Está a 5 minutos del Puente Rialto andando y a otros 10 de la Estación de Santa Lucía. Nuestra habitación sólo tenía una pequeña ventana que daba al patio de entrada. Pero, os aseguramos que nunca hemos dormido tan bien en un hotel. La habitación era pequeña y limpia, así como su cuarto de baño (se notaba que habían hecho una reforma recientemente). Aún así, nos consta que tienen otro tipo de habitaciones más grandes, pero nosotros buscábamos algo económico. El desayuno cuesta 5 euros por persona y os lo llevan a la habitación. Nosotros desayunamos el primer día pero cuando vimos que la calle principal está repleta de cafetería y pastelería, ancha es Castilla.... Los dulces/pasteles de Venecia igual de deliciosos que sus helados.
El personal de hotel muy amable y simpático.

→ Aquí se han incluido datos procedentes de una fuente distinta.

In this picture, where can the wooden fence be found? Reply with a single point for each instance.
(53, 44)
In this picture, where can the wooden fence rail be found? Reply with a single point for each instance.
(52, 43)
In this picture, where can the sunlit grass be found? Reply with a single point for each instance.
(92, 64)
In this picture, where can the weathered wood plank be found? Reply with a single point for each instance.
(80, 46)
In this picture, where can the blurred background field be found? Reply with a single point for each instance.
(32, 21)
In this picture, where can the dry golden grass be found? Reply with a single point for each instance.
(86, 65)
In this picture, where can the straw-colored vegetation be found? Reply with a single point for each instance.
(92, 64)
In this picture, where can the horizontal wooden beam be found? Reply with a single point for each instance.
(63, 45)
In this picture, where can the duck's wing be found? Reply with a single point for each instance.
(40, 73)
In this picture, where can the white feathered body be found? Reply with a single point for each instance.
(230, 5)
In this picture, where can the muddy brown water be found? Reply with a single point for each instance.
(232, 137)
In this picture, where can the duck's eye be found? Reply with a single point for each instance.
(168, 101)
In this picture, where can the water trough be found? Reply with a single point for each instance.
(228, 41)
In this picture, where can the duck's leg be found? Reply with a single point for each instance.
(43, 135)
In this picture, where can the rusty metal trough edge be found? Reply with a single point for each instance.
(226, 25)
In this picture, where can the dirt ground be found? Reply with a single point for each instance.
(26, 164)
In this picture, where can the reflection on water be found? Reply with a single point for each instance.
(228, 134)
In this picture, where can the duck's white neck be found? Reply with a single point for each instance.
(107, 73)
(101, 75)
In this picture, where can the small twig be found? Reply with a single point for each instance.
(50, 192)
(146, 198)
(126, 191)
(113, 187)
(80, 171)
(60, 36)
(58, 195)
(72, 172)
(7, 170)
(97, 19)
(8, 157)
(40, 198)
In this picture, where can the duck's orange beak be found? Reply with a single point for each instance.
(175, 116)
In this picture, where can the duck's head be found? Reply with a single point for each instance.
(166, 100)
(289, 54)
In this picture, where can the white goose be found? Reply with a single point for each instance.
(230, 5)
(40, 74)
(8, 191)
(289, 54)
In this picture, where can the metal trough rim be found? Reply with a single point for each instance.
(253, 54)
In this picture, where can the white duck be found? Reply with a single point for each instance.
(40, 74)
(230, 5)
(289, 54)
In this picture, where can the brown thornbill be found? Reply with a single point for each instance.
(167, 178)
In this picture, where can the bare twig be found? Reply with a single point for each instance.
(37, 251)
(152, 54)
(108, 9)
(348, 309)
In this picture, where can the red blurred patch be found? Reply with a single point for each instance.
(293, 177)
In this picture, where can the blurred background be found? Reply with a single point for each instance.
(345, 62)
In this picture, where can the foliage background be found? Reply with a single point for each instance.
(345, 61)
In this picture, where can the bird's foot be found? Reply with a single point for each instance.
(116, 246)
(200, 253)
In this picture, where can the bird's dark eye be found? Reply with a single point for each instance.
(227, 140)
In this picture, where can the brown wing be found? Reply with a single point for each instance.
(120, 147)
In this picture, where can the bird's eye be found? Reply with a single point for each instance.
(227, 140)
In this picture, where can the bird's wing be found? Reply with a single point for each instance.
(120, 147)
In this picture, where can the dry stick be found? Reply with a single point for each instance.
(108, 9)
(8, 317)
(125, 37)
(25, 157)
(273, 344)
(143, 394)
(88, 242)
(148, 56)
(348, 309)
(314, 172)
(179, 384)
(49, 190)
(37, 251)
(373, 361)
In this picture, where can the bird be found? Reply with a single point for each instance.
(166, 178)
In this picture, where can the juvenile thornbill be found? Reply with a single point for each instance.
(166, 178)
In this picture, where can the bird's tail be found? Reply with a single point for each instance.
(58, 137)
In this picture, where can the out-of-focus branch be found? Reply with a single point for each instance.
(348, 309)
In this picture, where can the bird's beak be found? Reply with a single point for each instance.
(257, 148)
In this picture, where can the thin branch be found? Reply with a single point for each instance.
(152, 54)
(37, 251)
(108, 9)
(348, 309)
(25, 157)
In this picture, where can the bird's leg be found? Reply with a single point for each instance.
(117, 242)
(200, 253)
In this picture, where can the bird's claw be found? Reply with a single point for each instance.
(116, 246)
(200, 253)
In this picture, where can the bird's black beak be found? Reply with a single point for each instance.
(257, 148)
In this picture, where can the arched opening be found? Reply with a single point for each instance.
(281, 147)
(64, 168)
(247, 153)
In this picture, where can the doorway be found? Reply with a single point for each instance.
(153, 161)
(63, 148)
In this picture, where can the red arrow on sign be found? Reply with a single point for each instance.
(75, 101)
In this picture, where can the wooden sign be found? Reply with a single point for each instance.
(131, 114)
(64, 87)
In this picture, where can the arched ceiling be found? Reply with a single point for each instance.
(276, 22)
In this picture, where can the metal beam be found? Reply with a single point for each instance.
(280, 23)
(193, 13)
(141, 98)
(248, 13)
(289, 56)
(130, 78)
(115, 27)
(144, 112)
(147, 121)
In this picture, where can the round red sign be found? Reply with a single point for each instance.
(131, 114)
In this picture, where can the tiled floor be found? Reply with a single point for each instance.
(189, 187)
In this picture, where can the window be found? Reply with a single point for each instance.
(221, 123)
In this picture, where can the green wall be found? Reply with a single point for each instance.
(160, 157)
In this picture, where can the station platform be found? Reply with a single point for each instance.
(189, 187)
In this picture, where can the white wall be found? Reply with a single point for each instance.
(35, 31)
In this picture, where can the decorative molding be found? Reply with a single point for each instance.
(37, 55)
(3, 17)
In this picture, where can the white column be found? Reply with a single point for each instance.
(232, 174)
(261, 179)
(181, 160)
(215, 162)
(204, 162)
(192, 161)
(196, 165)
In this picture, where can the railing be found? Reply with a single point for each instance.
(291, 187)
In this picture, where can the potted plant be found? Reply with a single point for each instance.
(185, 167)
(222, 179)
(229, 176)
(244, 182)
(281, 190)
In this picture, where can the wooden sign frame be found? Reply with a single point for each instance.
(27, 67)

Si volvemos, a menos que encontremos algo más barato, repetiremos pero contacteremos con ellos antes de reservar por la web (fue el consejo que nos dio el propietario).
NOTA: Al fina de la calle, la Strata Nuova, justo antes de un puente hay un pequeño supermercado donde podréis comprar de todo. Y, un poco más adelante, en dirección a la estación en una pequeña calle está la pizzería El Arte de la Pizza. La mejor que hemos probado en Venecia.